Pernod Ricard’s South Korean arm has allegedly been fined 10 billion Korean won (£5m) by the country’s National Tax Service, according to reports from Seoul and Paris.

They say Pernod Ricard South Korea was found guilty of inflating advertising and other costs to lower its profits and thus its tax liability. Neither Pernod Ricard nor the Korean tax authorities have commented.

The French group’s local company’s operating profit slumped by almost three quarters in the year to June in figures filed to South Korea’s Financial Supervisory Service and it posted an 8.9bn won net loss on sales down almost 5% down on the previous year.

South Korea has been troublesome for Pernod Ricard for several years and it has commented about it being a difficult market. Despite aggressive marketing, revenues have declined from 351bn won in 2010 to below 300bn last year. Earlier this year Pernod Ricard South Korea was forced by union action to abandon plans to lay off staff in a cost cutting exercise.

According to Korean reports, the tax authorities had been investigating Pernod Ricard for the past six months and alleged that it had overstated its advertising and promotional costs for five financial years.

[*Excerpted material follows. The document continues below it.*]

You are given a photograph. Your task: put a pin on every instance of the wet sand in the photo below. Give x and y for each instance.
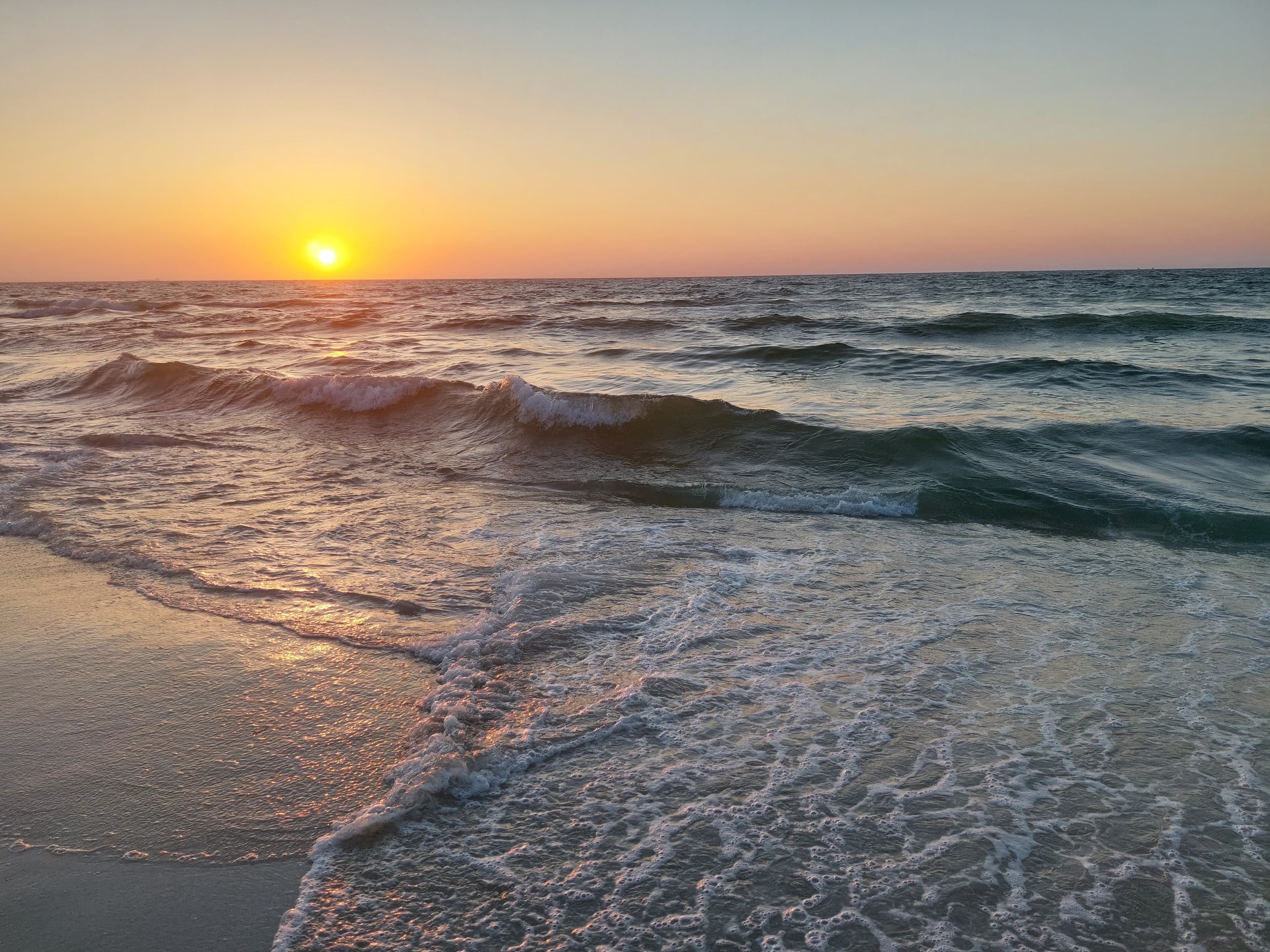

In total Pernod Ricard South Korea, which is headed by Jean-Manuel Spriet, who was in charge of Pernod Ricard UK until 2013, claimed that during the five years it spent 31% of its revenues or 506bn won. Local sources say that Diageo, which is the market leader for whisky in South Korea, spent about half that sum.

Nor, say observers in Seoul, is the fine the end of the matter. The tax authorities are believed to be considering prosecuting individual managers, including possibly Spriet.

Pernod Ricard is not the first global drinks company to meet legal difficulties over accounting for activities in South Korea. In 2011 Diageo paid $16m to settle a case brought by America’s Securities and Exchange Commission concerning its activities in South East Asia. Part of the action, which Diageo formally neither agreed or denied, involved South Korean officials.

The SEC said that Diageo paid 100m won (about $86,000) to a customs official in South Korea as a reward for his role in the government’s decision to grant Diageo significant tax rebates. Diageo was also said to have improperly paid travel and entertainment expenses for South Korean customs and other government officials involved in these tax negotiations. Separately, the charges said, Diageo routinely made hundreds of gift payments to South Korean military officials in order to obtain and retain spirits business.

The SEC’s order found that Diageo and its subsidiaries failed properly to account for these illicit payment and that they concealed the payments to government officials as legitimate expenses for third-party vendors or private customers, or listed them in false or vague terms or, in some instances, failed to record them at all.

The case was brought after Diageo was forced to trade in South Korea through an agent after its local company had its licence withdrawn temporarily. It was restored about a year later.